Numbers always require a description and thus a context to give them meaning. -2 (arguably raw data) without a description is useless – is it the change in temperature, the drop in stock points, the velocity of a bird? Because of this requirement for a description, data is never objective. When deciding what data to collect, you describe and categorize what you’re looking for, already shaping the outcome of the dataset and the conclusions you’re able to draw. Then, in processing, even more layers of interpretation are heaped on to “raw” numbers; researchers prune away numbers and data that they don’t want in search of some true pattern. Arguably, the most crucial step in data science is the step of data cleaning – you’re shaping the final result irrevocably by choosing what to keep and what to discard. Most people, however, fail to realize how crucial and important pruning and cleaning are to data analysis; the attention is on the final, “objective” results, not on the critical work done in the filtering steps.
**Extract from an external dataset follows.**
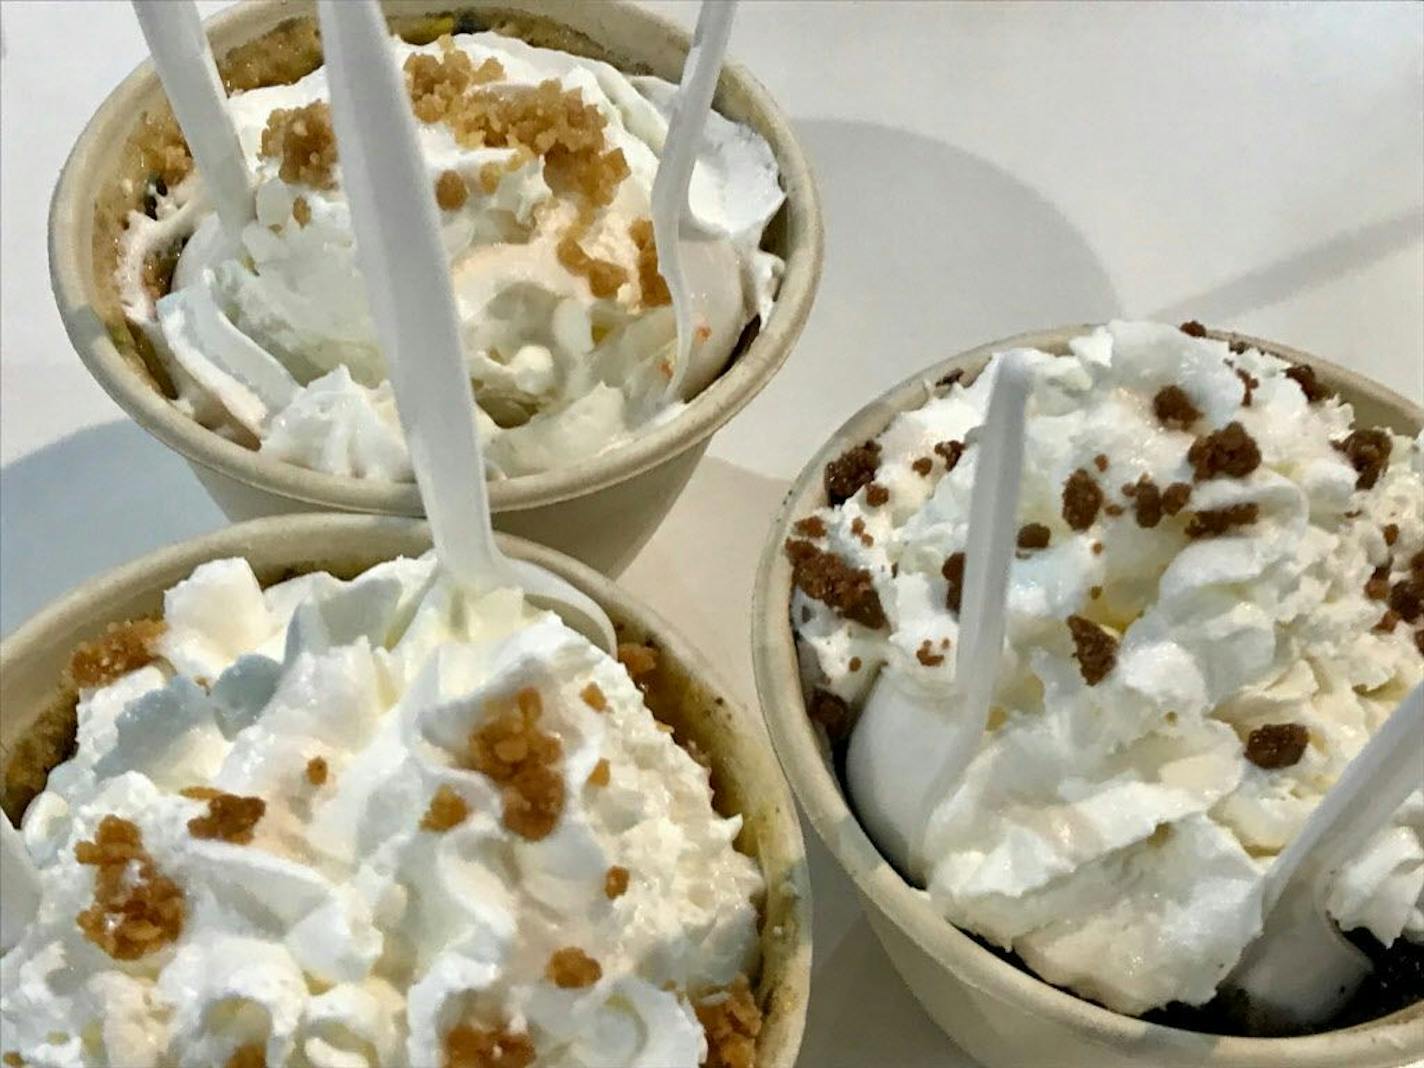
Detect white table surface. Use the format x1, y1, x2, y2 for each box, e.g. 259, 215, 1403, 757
2, 2, 1421, 1065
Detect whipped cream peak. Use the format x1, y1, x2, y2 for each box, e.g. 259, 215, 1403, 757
2, 555, 762, 1066
790, 322, 1424, 1015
Layers of meaning always need to be attached to numbers through words and by people, and this is no different for big data; the unique and dangerous thing about big data is that it attempts to obscure just how interpretive it really is.
Rei, this is very well stated explanation of the interpretive dimension of numbers as well as the selectivity involved in making numbers or data appear. The post renders numbers as inherently cultural and social – so much that you could have been writing about photographs or film! Perhaps we should be asking how numbers achieved the status of objective in the first place.